Iran and Russia are actively using economic markets for national security purposes. The US needs to think along similar lines if it wants to make headway on both defense and climate change issues.
During the Trump administration, officials often repeated the slogan that “economic security is national security.” While that phrase has disappeared under the Biden administration, it’s a concept few would disagree with — unless one were to argue it must be expanded. In the following op-ed, the authors argue the specific ways that energy security ties into not just defense matters, but climate change as well.
Meanwhile, Iran is taking a page from Russia’s playbook and trying to exploit energy as a weapon of political influence in Lebanon. Lebanon is a Hezbollah-dominated fiscal basket case whose power grid shut down because it lacked the oil needed to run it — a development exacerbating Lebanon’s devastating financial and political dilemmas. Iran sent convoys of oil to get the system back running and, concomitantly, buy influence.

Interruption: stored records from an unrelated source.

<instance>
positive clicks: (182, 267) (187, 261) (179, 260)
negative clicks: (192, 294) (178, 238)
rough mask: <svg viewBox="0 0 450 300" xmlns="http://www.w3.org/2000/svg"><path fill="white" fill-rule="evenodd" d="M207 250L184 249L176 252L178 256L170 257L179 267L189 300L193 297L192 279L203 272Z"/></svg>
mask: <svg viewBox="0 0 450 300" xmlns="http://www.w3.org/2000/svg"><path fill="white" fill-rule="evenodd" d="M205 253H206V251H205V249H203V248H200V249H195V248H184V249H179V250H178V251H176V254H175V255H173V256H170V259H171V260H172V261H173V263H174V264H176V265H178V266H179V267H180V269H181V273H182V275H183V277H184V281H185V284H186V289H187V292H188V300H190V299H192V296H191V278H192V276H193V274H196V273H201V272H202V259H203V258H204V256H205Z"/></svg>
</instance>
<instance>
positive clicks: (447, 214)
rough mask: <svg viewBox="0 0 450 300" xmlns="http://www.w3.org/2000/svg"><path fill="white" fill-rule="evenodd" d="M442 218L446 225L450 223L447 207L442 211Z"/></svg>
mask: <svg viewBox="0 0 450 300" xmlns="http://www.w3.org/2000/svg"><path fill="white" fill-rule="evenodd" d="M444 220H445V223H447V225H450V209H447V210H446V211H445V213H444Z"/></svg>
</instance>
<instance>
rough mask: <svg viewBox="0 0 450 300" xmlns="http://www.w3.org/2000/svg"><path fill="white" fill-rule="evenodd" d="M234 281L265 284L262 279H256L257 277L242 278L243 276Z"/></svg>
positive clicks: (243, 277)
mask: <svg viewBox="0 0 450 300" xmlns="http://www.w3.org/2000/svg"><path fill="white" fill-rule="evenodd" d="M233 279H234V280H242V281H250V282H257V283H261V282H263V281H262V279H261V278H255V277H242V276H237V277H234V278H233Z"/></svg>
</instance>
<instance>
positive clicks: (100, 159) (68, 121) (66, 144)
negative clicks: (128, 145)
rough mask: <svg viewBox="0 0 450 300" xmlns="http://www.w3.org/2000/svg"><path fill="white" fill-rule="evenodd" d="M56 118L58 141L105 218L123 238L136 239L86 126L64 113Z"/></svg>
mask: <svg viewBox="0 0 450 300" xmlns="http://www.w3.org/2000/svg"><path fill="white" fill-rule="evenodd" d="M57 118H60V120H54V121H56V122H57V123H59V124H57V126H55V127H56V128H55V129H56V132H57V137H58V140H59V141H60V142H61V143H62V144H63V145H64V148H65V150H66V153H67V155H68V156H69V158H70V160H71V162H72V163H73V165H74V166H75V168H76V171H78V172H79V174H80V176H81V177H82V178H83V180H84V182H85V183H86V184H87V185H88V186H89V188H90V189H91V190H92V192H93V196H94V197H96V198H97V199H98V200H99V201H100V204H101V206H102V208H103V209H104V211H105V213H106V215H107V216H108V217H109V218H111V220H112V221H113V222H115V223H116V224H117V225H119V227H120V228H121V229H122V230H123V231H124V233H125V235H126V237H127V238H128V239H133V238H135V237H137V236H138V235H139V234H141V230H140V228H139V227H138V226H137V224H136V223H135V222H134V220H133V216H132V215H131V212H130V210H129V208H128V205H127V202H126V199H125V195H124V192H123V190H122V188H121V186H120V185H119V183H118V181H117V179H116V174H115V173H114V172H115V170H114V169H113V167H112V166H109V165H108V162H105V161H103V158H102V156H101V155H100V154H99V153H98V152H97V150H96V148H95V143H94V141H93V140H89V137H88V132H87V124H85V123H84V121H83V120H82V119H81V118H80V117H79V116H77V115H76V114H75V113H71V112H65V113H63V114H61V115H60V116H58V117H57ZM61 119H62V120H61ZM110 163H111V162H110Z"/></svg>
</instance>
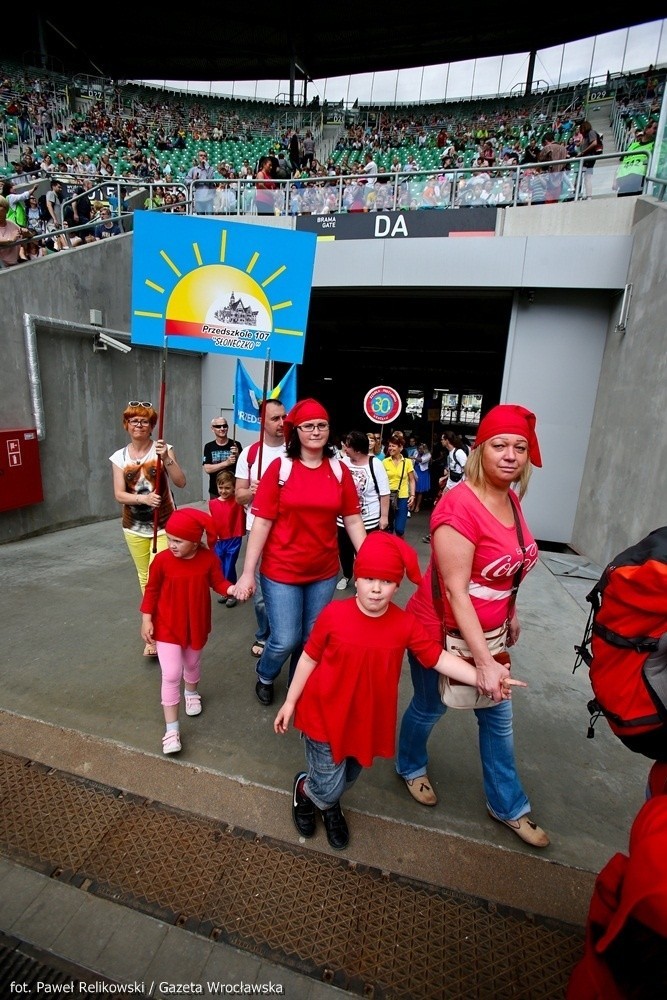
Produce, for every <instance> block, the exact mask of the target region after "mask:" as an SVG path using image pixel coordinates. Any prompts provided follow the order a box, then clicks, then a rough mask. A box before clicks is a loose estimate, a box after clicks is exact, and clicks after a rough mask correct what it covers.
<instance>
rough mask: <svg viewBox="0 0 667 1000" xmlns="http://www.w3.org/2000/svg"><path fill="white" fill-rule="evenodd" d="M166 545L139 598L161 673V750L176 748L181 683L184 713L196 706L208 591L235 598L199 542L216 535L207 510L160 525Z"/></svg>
mask: <svg viewBox="0 0 667 1000" xmlns="http://www.w3.org/2000/svg"><path fill="white" fill-rule="evenodd" d="M165 532H166V535H167V539H168V547H167V548H166V549H165V550H164V552H158V554H157V555H156V557H155V559H154V560H153V562H152V563H151V567H150V571H149V574H148V583H147V585H146V591H145V593H144V597H143V600H142V602H141V608H140V610H141V612H142V624H141V636H142V638H143V640H144V642H155V645H156V647H157V655H158V660H159V662H160V670H161V671H162V689H161V701H162V707H163V710H164V719H165V724H166V732H165V734H164V736H163V738H162V752H163V753H178V751H179V750H180V749H181V736H180V723H179V719H178V713H179V706H180V702H181V681H183V682H184V685H185V692H184V694H185V714H186V715H199V714H200V712H201V710H202V704H201V695H200V694H199V681H200V678H201V655H202V650H203V649H204V646H205V645H206V641H207V639H208V635H209V633H210V631H211V594H210V591H211V589H213V590H215V591H216V593H218V594H222V595H224V596H225V597H235V596H236V595H235V593H234V586H233V584H231V583H230V582H229V581H228V580H225V578H224V577H223V575H222V571H221V569H220V562H219V560H218V559H217V558H216V556H215V555H214V554H213V552H212V551H211V550H210V549H209V548H206V546H204V545H203V544H202V535H203V533H204V532H206V535H207V539H208V542H209V545H212V544H213V543H214V542H215V540H216V538H217V534H216V530H215V525H214V523H213V518H212V517H211V515H210V514H206V513H205V512H204V511H201V510H196V509H195V508H193V507H184V508H183V509H182V510H177V511H175V512H174V513H173V514H172V515H171V517H170V518H169V520H168V521H167V523H166V525H165Z"/></svg>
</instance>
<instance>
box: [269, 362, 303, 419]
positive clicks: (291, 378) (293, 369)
mask: <svg viewBox="0 0 667 1000" xmlns="http://www.w3.org/2000/svg"><path fill="white" fill-rule="evenodd" d="M269 399H279V400H280V401H281V402H282V403H283V405H284V406H285V409H286V410H287V412H288V413H289V411H290V410H291V409H292V407H293V406H294V404H295V403H296V365H292V366H291V367H290V368H288V369H287V371H286V373H285V374H284V375H283V377H282V378H281V380H280V382H279V383H278V385H277V386H276V387H275V389H272V390H271V392H270V393H269Z"/></svg>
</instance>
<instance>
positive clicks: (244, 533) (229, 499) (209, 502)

In response, the Biden Administration initiated several high-stakes natural gas and electricity deals in the region. Through US mediation, Egypt will likely supply Lebanon with gas via Jordan and Syria. Jordan, in turn, might interconnect its electricity grid with Lebanon via Syria. Meanwhile, the US is mediating a longstanding border dispute between Israel and Lebanon, which, if successful, could open Lebanon’s offshore gas fields to exploration and investment.